The Jamis Aurora is a sleeper. Really nice sport touring spec. In fact the front end is identical to the Co-Motion Nor'Wester which manages to be a pretty good loaded tourer and a nimble, balanced road bike with excellent road race handling (yes I'm biased). The 72.5 HT and 50mm rake are a better spec for loaded front ends. The Aurora is basically a stock version of a custom bike at half the cost (but without S+S couplers). And it was very well reviewed in Adventure Cyclist.


----------



## ispoke (Feb 28, 2005)

One more thing, I'd be happier descending mountains on the Aurora since it has a better balanced front end (once again less wheel flop in the 58/59 size) and the longer wheelbase will be more stable at speed.

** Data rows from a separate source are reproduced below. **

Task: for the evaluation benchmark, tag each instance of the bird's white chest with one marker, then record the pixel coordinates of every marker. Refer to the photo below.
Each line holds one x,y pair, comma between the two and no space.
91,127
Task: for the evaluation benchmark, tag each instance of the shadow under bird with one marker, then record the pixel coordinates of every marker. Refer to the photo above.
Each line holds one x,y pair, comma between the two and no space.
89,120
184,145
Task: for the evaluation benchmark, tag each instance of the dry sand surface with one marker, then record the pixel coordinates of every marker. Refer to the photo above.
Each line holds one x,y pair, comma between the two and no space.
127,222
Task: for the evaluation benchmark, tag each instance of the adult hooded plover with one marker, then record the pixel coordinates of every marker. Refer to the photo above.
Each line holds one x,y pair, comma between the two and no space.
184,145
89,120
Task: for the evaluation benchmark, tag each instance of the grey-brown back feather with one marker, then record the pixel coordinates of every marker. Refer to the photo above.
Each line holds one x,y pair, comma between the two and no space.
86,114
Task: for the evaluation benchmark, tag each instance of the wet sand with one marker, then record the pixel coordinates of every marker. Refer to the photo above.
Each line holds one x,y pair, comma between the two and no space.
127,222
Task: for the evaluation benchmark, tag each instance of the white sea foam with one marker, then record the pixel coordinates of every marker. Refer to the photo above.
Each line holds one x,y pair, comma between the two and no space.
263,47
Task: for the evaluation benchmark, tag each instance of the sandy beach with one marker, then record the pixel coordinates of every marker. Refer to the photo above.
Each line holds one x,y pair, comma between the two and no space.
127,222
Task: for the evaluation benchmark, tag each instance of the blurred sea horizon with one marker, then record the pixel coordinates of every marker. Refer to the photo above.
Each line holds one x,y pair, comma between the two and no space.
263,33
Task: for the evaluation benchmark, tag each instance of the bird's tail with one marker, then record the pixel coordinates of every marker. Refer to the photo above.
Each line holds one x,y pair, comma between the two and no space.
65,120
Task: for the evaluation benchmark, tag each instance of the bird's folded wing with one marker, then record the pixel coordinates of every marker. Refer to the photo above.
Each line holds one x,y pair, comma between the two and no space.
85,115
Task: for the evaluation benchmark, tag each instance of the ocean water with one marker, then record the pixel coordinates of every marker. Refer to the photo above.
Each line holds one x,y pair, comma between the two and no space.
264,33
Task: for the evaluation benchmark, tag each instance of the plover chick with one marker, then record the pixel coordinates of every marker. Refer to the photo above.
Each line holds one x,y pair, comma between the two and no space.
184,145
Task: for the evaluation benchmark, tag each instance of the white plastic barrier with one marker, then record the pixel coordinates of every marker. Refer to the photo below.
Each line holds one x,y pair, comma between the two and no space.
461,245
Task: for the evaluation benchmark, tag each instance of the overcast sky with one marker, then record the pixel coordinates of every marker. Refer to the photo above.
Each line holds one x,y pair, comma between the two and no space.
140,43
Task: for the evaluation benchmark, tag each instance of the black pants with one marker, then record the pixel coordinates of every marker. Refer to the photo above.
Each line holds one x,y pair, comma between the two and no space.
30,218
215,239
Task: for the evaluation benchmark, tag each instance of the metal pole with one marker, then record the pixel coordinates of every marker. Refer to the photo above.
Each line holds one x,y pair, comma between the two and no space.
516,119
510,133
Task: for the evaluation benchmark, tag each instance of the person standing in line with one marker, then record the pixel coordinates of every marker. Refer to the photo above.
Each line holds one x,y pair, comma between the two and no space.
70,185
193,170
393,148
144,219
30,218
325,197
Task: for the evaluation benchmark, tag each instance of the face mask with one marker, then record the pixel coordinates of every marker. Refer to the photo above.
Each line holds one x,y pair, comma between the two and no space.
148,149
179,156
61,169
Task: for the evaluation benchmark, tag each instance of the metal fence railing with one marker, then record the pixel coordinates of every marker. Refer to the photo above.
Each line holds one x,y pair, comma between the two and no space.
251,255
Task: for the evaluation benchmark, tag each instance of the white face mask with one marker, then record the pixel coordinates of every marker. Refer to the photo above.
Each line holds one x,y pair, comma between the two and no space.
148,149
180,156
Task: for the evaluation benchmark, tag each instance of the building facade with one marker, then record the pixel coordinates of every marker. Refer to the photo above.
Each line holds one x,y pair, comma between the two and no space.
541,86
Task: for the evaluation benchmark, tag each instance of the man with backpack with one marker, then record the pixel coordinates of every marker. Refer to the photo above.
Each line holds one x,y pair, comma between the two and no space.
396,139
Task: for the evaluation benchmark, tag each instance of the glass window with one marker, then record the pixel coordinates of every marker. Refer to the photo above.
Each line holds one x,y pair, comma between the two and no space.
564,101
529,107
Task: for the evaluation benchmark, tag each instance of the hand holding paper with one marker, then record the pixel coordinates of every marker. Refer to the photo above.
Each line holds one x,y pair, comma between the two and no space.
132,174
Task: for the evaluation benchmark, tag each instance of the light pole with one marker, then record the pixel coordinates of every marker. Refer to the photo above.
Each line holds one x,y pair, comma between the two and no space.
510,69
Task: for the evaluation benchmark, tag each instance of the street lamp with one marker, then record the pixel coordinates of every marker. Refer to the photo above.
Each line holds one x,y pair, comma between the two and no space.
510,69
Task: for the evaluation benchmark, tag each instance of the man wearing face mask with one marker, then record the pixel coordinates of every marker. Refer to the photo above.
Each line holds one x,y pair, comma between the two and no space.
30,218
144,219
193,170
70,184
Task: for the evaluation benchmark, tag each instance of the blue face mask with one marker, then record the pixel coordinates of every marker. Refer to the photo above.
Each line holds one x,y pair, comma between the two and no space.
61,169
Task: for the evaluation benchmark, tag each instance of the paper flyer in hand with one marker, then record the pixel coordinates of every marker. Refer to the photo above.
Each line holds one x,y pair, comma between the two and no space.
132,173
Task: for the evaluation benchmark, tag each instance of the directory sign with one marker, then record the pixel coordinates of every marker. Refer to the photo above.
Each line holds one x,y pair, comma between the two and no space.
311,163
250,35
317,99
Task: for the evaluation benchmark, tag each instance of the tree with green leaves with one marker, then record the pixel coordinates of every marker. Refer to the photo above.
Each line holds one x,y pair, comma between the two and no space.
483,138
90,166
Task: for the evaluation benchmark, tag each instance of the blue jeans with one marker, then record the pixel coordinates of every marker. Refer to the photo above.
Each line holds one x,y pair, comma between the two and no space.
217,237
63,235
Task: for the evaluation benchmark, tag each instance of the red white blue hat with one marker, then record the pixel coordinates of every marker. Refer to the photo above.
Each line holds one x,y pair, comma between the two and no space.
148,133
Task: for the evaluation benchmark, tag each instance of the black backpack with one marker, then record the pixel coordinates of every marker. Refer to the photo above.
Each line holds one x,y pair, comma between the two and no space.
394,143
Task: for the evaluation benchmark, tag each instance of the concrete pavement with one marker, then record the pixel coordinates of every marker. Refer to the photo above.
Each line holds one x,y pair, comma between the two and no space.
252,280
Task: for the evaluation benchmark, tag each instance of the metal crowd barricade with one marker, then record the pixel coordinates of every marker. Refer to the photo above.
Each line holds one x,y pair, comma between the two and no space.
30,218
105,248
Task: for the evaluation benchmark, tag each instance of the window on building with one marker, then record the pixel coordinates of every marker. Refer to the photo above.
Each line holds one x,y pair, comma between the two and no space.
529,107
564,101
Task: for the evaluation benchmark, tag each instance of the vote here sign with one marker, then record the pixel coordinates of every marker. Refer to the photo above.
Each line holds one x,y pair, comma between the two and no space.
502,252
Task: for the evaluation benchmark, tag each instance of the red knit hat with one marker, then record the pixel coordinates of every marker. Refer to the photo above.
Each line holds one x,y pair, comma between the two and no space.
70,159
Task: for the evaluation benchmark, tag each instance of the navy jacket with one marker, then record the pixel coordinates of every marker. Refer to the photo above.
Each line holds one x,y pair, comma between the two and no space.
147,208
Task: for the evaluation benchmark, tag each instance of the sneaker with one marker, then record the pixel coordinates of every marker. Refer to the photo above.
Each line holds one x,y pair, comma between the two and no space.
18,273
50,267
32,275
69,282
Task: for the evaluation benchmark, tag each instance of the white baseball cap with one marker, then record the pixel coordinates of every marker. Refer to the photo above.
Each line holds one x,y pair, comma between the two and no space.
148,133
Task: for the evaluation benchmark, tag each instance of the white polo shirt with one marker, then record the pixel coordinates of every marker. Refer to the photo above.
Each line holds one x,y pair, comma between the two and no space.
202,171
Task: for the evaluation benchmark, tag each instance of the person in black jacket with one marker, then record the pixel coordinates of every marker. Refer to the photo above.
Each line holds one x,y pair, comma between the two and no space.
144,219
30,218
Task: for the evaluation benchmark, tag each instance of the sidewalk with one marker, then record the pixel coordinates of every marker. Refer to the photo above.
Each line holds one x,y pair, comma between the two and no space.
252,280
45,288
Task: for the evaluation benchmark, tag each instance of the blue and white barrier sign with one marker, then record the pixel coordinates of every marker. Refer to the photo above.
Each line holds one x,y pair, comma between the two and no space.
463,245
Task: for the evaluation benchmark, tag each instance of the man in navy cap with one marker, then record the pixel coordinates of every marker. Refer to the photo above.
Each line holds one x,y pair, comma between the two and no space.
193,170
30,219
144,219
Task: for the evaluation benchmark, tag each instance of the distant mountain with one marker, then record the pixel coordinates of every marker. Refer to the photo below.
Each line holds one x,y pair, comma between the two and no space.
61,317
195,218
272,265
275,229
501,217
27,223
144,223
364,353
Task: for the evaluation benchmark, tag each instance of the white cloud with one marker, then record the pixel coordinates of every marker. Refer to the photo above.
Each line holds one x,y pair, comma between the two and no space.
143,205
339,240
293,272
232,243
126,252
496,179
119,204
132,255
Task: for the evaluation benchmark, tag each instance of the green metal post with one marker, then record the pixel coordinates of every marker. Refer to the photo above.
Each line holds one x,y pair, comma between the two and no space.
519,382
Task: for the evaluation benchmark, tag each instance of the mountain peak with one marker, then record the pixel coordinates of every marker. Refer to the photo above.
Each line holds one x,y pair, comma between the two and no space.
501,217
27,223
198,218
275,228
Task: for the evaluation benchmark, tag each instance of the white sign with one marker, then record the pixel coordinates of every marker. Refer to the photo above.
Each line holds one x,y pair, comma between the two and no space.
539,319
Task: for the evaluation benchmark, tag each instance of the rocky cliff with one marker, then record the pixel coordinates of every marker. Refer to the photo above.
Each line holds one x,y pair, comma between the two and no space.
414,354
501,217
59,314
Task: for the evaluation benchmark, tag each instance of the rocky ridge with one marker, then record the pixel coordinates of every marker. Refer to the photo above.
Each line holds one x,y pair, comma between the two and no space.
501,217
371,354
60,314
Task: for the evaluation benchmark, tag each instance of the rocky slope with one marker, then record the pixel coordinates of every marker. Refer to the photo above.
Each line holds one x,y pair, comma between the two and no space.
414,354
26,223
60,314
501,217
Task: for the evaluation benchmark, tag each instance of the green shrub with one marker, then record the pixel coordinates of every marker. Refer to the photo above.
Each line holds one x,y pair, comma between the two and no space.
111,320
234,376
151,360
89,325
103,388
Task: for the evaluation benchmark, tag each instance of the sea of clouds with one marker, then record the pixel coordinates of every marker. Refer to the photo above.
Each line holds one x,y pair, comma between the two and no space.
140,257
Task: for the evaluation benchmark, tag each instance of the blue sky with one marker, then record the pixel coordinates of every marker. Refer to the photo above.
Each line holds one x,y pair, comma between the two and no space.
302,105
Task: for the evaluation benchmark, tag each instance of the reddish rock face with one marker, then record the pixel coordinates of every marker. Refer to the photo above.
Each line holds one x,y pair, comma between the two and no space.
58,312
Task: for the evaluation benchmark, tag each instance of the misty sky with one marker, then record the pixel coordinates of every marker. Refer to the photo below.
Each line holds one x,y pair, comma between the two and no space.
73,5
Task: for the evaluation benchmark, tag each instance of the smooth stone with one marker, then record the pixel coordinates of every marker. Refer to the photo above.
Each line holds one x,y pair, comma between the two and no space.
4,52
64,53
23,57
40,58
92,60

There's nothing about your 'usage profile' that says cyclocross. You apparently don't need it to hop logs or "run round the nickel". Your interest in CX bikes seems to be less about their applicability then it is about a perceived shortcoming in a touring frame. A sport tourer like the Aurora (at least for the 58 frame size I know well) is a perfect match to your needs and is not an overbuilt tank like an LHT. So are you more interested in matching your needs or avoiding misapplied stereotypes?


----------



## RedRex (Oct 24, 2004)

"I'd be happier descending mountains on the Aurora since it has a better balanced front end...
There's nothing about your 'usage profile' that says cyclocross. You apparently don't need it to hop logs or "run round the nickel". Your interest in CX bikes seems to be less about their applicability then it is about a perceived shortcoming in a touring frame."



Not at all....

My useage will be 90% commuting, which includes six miles on gravel roads and dirt trails, along with frequent train trips. The Soma double-cross, to me, is a slightly better choice here than the Jamis.

My winter mountain rides will come, but won't be all that frequent. I have two road bikes I use for ultracycling events and training, this bike will be purely for those days when it's raining or will rain. I could certainly use a Jamis touring frame for these rides.

Although...

I won't be touring....

..and the local Jamis dealer said they came as a complete bike only. Which I do not want.

I do not see a shortcoming in a touring frame, I see a "little" more versatility in a CX frame, especially when considering my frequent commute scenario.


----------